S_{n} = a (r^{n} – 1)/ (r-1), when r ≠1; = na if r =1

If -1 < x < 1, then limx^{n} = 0, as n →∞. Hence, the sum of an infinite G.P. is 1+x+x^{2}+ ….. = 1/(1-x)

If -1 < r< 1, then the sum of the infinite G.P. is a +ar+ ar^{2}+ ….. = a/(1-r)

If each term of the G.P is multiplied or divided by a non-zero fixed constant, the resulting sequence is again a G.P.

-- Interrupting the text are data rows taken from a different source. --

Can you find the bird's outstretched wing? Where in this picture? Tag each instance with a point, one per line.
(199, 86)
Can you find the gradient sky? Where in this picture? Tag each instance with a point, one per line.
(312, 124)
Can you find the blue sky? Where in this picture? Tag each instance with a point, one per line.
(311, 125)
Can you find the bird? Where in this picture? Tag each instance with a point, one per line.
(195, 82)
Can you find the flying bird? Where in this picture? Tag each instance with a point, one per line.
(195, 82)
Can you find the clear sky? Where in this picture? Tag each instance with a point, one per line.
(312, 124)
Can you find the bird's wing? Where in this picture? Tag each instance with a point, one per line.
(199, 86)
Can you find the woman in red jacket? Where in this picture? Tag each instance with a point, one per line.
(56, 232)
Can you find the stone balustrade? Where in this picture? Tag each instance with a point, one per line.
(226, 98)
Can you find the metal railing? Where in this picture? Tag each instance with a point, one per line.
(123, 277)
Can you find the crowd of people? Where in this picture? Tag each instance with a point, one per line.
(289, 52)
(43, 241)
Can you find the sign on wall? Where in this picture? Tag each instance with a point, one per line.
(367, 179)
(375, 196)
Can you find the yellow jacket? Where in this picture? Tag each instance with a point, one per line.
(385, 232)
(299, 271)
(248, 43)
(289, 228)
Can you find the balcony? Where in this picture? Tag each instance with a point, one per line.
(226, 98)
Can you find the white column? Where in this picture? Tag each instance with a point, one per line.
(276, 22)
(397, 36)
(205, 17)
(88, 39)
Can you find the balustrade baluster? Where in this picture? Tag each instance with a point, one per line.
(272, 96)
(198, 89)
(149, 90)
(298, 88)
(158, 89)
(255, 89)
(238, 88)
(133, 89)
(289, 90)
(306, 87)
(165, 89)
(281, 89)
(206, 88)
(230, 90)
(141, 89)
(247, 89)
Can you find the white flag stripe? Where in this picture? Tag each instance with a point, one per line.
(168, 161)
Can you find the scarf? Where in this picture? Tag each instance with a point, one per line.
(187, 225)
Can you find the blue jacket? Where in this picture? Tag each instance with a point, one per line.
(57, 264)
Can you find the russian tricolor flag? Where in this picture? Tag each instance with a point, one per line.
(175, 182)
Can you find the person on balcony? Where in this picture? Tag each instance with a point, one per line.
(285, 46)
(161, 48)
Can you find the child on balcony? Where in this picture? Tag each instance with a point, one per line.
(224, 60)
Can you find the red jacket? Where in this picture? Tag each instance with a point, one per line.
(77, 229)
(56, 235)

If a_{1}, a_{2}, a_{3}, …. andb_{1}, b_{2}, b_{3}, … are two geometric progressions, then a_{1}b_{1}, a_{2}b_{2}, a_{3}b_{3}, …… is also a geometric progression and a_{1}/b_{1}, a_{2}/b_{2}, ... ... ..., a_{n}/b_{n} will also be in G.P.

Suppose a_{1}, a_{2}, a_{3}, ……,a_{n} are in G.P. then a_{n}, a_{n–1}, a_{n–2}, ……, a_{3}, a_{2}, a_{1} will also be in G.P.

Taking the inverse of a G.P. also results a G.P. Suppose a_{1}, a_{2}, a_{3}, ……,a_{n} are in G.P then 1/a_{1}, 1/a_{2}, 1/a_{3} ……, 1/a_{n} will also be in G.P

If we need to assume three numbers in G.P. then they should be assumed as a/b, a, ab (here common ratio is b)

Four numbers in G.P. should be assumed as a/b^{3}, a/b, ab, ab^{3} (here common ratio is b^{2})

Five numbers in G.P. a/b^{2}, a/b, a, ab, ab^{2} (here common ratio is b)

If a_{1}, a_{2}, a_{3},… ,a_{n} is a G.P (a_{i}> 0 ∀i), then log a_{1}, log a_{2}, log a_{3}, ……, log a_{n} is an A.P. In this case, the converse of the statement also holds good.

If three terms are in G.P., then the middle term is called the geometric mean (G.M.) between the two. So if a, b, c are in G.P., then b

= √ac is the geometric mean of a and c.